No doubt, it can be challenging to correspond with reality when all those hormonal agents are running wild. Our body responds to someone we are drawn in to by producing hormones such as PEA or phenylethylamine (natural amphetamine), dopamine and norepinephrine (natural mood enhancers), and testosterone (increases libido), visit the site makings the opportunity to have sex with somebody we are attracted to extremely hard to withstand. After orgasm, we produce oxytocin (which acts on the hypothalamus to produce emotions), which makes us feel very close to and bonded with our sex partner. More about the author

These chemical reactions are uncontrolled and strong , leading to powerful sensations of attraction, excitement, love, well-being, and nearness .

When problems develop, those who fall into the Sex Trap frequently rationalize by believing, "Well, we've got site issues, but the sex is excellent!" They probably would not confess it, however they focus on physical intimacy and relate to the rest as optional.

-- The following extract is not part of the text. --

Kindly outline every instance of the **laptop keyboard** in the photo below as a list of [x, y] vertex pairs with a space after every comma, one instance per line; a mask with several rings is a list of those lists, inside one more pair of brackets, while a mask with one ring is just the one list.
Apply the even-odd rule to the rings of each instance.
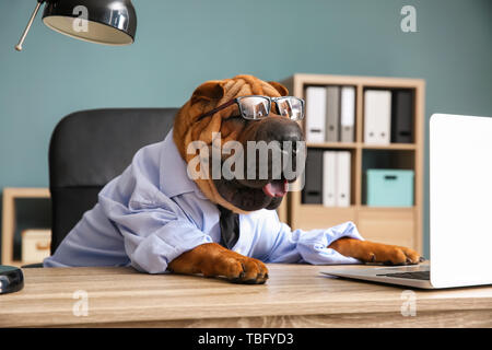
[[396, 272], [396, 273], [383, 273], [383, 275], [376, 275], [376, 276], [408, 278], [408, 279], [412, 279], [412, 280], [430, 280], [431, 271]]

Their primary scouting tools are sexual attraction and physical compatibility.

Barry North, an RCI coach who works mainly with gay males, says that much of his clients have actually fallen into the Sex Trap.

" For gay men especially in cosmopolitan locations, sex is easily available, which in itself is a trap," North states. "In addition, the culture, with its emphasis on physical appearance, motivates sex. Lots of gay men wish to discover from the starting if a potential partner is going to be sexually suitable. Why waste your time if the sex isn't really going to be excellent?".

North includes, "I suspect this is a 'guy' thing rather than a 'gay' thing.".
I do wish to mention that chemistry is important. Chemistry is a offered that we can't manage in a relationship; it is either there or not there, and it needs to be there for the partnership to work. If not there, we cannot "make" chemistry happen, though sometimes it can grow in time.

When the hormone-induced intoxication wears off and truth hits, Singles who pursue a relationship based upon sexual chemistry threat relationship failure.

To avoid the Sex Trap, you should stabilize your heart (and hormonal agents) with your head. This indicates combining chemistry with common sense. While excellent sex is essential for a sustainable relationship, you need to make your partner choices by paying full focus on your vision, objectives, requirements, and worths -- while feeling all those interesting stimulates!